Mit dem „Lied der Deutschen“ sind wir beschenkt,
auf Helgoland ward es erdichtet,
dass jener des Vaterlandes gedenkt,
der sein trauerndes Herz darauf richtet.
 
August Heinrich Hoffmann bzw. Hoffmann von Fallersleben (1798-1874) wurde in Fallersleben bei Braunschweig geboren. Er wurde studierter Germanist, Dichter, Liedermacher und Schöpfer der deutschen Nationalhymne, die er am 26.08.1841auf der deutschen, aber noch in britischer Hand befindlichen Insel Helgoland schuf. 1816, mit 18 Jahren, begann Hoffmann in Göttingen „mit wenig Geld und Lust“ ein Studium der Theologie. 1818 traf er Jacob Grimm in Kassel, der ihm den vaterländischen Gedanken nahebrachte. In Bonn wurde Ernst Moritz Arndt sein Lehrer. 1821 fand Hoffmann das Bruchstück eines althochdeutschen Evangelienbuches des Otfrid v. Weißenburg und veröffentlichte darüber einen Aufsatz „Bonner Bruchstücke vom Otfried nebst anderen Sprachdenkmälern“. Im gleichen Jahr erschien seine Gedichtsammlung Lieder und Romanzen“. 1823 erhielt er eine Anstellung als Kustos der Zentral-Bibliothek in Breslau. Dort wurde er 1830 außerordentlicher Professor und habilitierte sich 1835 zum ordentlichen Professor der deutschen Sprache und Literatur.
 
Wegen seiner deutschnationalen Gesinnung und seinem Eintreten für ein geeintes Deutschland, wurde er 1842 von der preußischen Regierung ohne Pension seiner Professur enthoben. Die Regierung warf ihm aufgrund der Schriften unter anderem „politisch anstößige Grundsätze und Tendenzen“ vor, woran abgelesen werden kann, dass die heutigen Verfolgungen von Patrioten in Deutschland eine lange Geschichte hat.
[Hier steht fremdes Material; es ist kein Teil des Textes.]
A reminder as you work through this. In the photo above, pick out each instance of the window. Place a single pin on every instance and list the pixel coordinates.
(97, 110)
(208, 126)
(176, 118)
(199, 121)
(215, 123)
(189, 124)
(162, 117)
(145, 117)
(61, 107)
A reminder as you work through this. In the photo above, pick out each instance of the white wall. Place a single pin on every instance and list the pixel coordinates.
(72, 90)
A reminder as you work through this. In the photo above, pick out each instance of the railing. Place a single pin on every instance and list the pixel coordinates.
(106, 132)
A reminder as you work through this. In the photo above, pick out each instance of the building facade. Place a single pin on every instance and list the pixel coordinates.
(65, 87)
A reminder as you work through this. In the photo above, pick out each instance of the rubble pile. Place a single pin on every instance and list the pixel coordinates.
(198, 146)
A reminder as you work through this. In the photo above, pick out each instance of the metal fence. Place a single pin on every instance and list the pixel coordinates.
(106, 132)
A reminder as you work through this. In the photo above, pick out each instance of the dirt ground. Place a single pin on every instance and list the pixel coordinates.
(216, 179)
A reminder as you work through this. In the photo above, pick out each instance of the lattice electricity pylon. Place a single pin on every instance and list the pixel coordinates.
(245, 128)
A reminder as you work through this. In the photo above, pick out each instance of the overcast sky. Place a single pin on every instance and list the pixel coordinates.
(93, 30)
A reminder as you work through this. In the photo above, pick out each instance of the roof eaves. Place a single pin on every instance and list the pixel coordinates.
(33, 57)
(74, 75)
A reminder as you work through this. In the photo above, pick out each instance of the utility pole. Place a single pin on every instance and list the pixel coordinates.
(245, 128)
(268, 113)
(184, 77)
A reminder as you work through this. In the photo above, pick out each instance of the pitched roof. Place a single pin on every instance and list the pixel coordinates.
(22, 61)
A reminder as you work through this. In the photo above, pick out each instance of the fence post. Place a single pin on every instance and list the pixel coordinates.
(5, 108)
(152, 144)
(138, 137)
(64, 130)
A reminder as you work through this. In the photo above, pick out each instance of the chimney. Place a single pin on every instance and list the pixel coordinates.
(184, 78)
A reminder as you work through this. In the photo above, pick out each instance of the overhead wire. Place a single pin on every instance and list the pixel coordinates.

Da die politische Voraussetzung für eine deutsche Staatenvereinigung die Entmachtung all der kleineren und größeren Fürstentümer war, musste sich Hoffman zum Feind dieser „blaublütigen“ Interessengruppen machen und ihre bösartigen Verfolgungen erfahren. Hoffmann wurde die preußische Staatsbürgerschaft entzogen und man verwies ihn des Landes. Er irrte durch Deutschland und fand Unterschlupf bei Gesinnungsfreunden. Ständig von der Polizei bespitzelt, wurde er 39-mal ausgewiesen, dreimal aus seiner Heimatstadt Fallersleben. Dank einer Amnestie im Jahre 1848 wurde er bis zu einem gewissen Grade rehabilitiert, bekam als Pension ein Wartegeld auf preußischem Boden,seine Professur gab man ihm jedoch nicht zurück.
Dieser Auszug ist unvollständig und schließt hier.